Трудно представить себе, какова должна была быть степень любви к родине, чтобы заставить рядовых солдат, затерянных на краю света, подставлять свою голову под пули. Ради кого? Ради чего? Вот явились враги – огромная флотилия, целая армия. Неужели же они должны умирать, в то время как старый Санчес Хименес преспокойно удалился в свое имение, а гарнизон Санта-Круса без выстрела покинул форт? Ударим в колокола, чтобы предупредить Картахену, а дальше – ноги в руки, чем мы хуже других! И если комендант пытается остановить бегущих, то пусть пеняет на себя...
Картахена состоит из двух частей, каждая из которых обнесена крепостной стеной: нижнего города, носящего индейское имя Ихимани, и верхнего города, собственно Картахены. Форт Сан-Ласар был выстроен прямо напротив нижнего города, так что, когда он пал, настала очередь Ихимани.
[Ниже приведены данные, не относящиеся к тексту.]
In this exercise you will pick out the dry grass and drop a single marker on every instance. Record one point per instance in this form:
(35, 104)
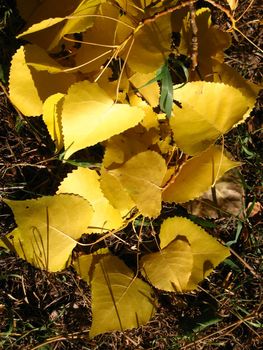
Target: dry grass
(45, 311)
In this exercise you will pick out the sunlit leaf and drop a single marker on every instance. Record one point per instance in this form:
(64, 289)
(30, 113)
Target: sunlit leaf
(98, 44)
(85, 264)
(119, 299)
(142, 177)
(85, 182)
(153, 42)
(207, 252)
(48, 23)
(45, 235)
(171, 268)
(90, 116)
(26, 99)
(116, 193)
(227, 105)
(29, 88)
(197, 175)
(52, 118)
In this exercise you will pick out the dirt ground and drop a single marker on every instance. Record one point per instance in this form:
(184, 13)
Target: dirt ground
(39, 310)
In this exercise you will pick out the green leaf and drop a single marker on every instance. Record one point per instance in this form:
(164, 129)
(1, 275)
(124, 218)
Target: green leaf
(166, 96)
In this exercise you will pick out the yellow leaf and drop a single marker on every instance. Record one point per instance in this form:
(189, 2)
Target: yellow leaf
(119, 299)
(90, 116)
(142, 177)
(48, 11)
(207, 252)
(52, 117)
(98, 44)
(197, 175)
(78, 21)
(116, 193)
(150, 92)
(153, 42)
(45, 235)
(120, 148)
(85, 264)
(208, 121)
(22, 91)
(48, 22)
(86, 183)
(29, 88)
(171, 268)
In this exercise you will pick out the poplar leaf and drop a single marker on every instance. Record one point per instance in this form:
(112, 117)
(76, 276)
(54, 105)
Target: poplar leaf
(78, 21)
(90, 116)
(206, 251)
(142, 177)
(171, 268)
(119, 299)
(116, 193)
(153, 42)
(46, 23)
(197, 175)
(52, 117)
(227, 105)
(98, 44)
(86, 183)
(150, 91)
(29, 88)
(85, 264)
(50, 23)
(45, 235)
(22, 91)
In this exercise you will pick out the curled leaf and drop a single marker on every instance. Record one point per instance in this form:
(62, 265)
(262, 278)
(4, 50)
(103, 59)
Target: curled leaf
(45, 236)
(85, 182)
(207, 253)
(227, 105)
(142, 177)
(90, 116)
(119, 299)
(171, 268)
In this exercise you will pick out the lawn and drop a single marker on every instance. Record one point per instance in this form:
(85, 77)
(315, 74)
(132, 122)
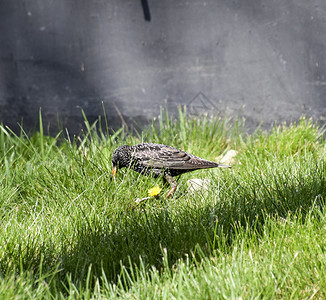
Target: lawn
(68, 230)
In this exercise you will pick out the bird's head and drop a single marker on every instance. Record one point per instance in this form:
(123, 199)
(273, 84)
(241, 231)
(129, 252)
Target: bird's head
(120, 158)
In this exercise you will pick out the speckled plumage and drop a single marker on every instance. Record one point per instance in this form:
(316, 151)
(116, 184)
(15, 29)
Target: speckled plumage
(159, 160)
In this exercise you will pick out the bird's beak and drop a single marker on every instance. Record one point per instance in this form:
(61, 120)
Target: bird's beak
(114, 170)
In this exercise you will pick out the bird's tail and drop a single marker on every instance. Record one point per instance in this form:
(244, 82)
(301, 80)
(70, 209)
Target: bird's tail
(223, 166)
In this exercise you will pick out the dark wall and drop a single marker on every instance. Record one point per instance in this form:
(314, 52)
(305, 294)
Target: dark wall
(264, 57)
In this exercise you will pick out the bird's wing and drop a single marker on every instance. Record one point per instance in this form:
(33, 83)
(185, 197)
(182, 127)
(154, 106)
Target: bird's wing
(171, 158)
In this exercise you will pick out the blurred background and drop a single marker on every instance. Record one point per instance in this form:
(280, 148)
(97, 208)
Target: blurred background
(262, 59)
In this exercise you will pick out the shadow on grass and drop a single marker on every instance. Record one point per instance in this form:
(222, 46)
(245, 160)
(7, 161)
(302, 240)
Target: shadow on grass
(142, 234)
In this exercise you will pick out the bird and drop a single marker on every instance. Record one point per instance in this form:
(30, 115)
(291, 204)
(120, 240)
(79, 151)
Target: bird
(159, 160)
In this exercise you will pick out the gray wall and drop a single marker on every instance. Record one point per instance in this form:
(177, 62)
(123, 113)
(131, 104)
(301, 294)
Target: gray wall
(265, 58)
Странное впечатление «невсамделешности» исходит от старинных картин и гравюр, изображающих сцены осады или подготовки к штурму. Вот солдаты тащат фашины, строят туры или деревянные лестницы с площадками наверху; другие вдесятером втаскивают на толстых канатах орудия на бруствер. А осажденные спокойно наблюдают со стен за происходящим, будто оно не имеет к ним никакого отношения. Поразительная безмятежность!
Между тем примерно так происходила среди тропических декораций подготовка к штурму Картахены. Операция растянулась на восемь дней, с 22 по 30 апреля 1697 года. Погода стояла еще хорошая, то есть жаркая, только во второй половине дня небо разражалось ливнем – предвестником затяжного сезона дождей. Войска разбили лагерь на пологом склоне, обращенном к нижнему городу. Ежеутренне под барабан начинались работы. Солдаты сгружали с кораблей орудия и волоком тащили их под стены; офицеры с озабоченным видом сновали взад и вперед, отдавая приказания и размахивая шпагой. Здесь, как и при дворе, надо все время быть на виду. Ведь потом в своей реляции королю барон де Пуэнти упомянет тех, кого он видел чаще других.
– Кстати, я как раз вижу барона. Что он делает в той стороне?
– Наблюдает, как возводят бруствер для прикрытия мортиры.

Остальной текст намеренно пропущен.